間もなく日本蜜蜂は絶滅してしまうかもしれない。

Hさんの庭で育てた夏ミカンと、それで作ったジャムのお土産。

 

せっかく遠くから来たのだから、ゆっくりして行って欲しかったのだが、年寄りの特徴で「暗くなる前に家に着きたい」と言う。私も似たような年齢なので、Hさんの気持ちも分る。
最後にHさんは「橋本さんが私の背中を押してくれたことが、私が会社を畳むキッカケになった」と感謝していた。 その言葉が私にはとても嬉しかった。

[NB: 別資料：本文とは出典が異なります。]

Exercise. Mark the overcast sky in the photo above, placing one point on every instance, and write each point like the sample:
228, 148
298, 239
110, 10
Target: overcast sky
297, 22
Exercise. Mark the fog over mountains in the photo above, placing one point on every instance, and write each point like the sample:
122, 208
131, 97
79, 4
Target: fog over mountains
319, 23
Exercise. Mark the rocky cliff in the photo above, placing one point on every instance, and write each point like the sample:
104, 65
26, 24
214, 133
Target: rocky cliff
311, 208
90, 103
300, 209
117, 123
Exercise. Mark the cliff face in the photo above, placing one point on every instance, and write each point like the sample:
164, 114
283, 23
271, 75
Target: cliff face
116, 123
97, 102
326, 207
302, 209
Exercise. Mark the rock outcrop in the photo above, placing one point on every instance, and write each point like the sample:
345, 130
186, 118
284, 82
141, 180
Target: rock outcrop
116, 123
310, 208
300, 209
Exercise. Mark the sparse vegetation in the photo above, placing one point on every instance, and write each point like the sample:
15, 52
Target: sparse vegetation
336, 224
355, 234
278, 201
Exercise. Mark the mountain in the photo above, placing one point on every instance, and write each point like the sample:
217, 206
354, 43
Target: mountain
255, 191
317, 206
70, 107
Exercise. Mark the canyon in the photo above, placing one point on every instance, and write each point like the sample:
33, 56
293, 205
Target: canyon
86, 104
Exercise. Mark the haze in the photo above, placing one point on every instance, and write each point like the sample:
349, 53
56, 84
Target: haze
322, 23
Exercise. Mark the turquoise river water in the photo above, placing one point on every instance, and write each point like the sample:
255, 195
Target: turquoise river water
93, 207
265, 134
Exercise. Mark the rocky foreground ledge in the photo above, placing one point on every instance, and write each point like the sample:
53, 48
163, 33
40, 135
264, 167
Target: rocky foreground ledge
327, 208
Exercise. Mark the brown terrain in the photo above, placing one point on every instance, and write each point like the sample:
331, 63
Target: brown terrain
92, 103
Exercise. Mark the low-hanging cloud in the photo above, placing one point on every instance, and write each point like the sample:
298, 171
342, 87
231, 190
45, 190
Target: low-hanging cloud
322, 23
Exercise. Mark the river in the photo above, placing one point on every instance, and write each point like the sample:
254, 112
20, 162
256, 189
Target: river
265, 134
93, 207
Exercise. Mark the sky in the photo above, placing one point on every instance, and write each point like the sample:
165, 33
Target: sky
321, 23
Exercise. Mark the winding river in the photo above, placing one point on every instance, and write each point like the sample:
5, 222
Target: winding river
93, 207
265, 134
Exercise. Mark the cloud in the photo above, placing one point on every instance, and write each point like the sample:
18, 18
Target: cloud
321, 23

私の住むマンションは四方が水で囲まれている。 マンション裏手の水路から東京レインボーブリッジ方面を見る。 左側はオリンピック選手村の工事中。

 

(おまけの話)
私も女房も東京生まれ、東京育ちなので故郷と呼べる田舎が無い。
小学生時代に友人が「夏休みは田舎に行く」と言うのを聞くと、とても羨ましかった。
「俺にも田舎があればなー」といつも思っていた。
だから私は行くところが無く、いつもプールに行っていた。

同じ場所から反対側を見る。前方は月島方面。

 

大学生の頃だがある時、友人に「佐渡に行かないか?」と誘われた。
詳しく聞いてみたら、彼の店で働く若い女店員の故郷が佐渡で、彼女がお盆休みに佐渡に帰る時に一緒に行こうという話だった。
田舎が無い私は大賛成で話に乗り、佐渡へ旅立った。

マンションの北側を流れる水路。 新島橋の上から、豊洲新市場方面を見る。

 

彼女の実家は農家で、本当の田舎だった。(現在のベトナムの田舎に似ている)。
電気は来ていたが、風呂が無い。水道は無くて、井戸水を汲むのである。

夜に喉が渇いたので井戸に水を飲みに行ったら、そこには彼女が全裸で水浴びをしていた。
いやー、驚いた。生まれて初めて若い女性の裸を間近で見てしまった。
「こんばんわ」と言うのも変なので、黙ってその場を離れた覚えがある。

同じ場所から反対側を見る。 正面の向こう側は隅田川で、対岸は築地市場。

コメント

    • 信濃 征太郎
    • 2021.03.27

    どこかで見たことのある?後ろ姿だ。そう思いながらブログを開くとなんと!私のものでした。あの時からもう五年も過ぎてしまいましたね。つい先日、家内とそのことを話したばかりでした。 故郷の弟に聞くと日本ミツバチはその後もあまり元気がないようです。コロナ禍のこともありもう何年も帰郷できません。豪雨災害などによりあちらの様子も大きく変わっているようです。様々なことが落ち着いて蜂蜜の収穫量が増えてきたらまたお届けしたいと考えております。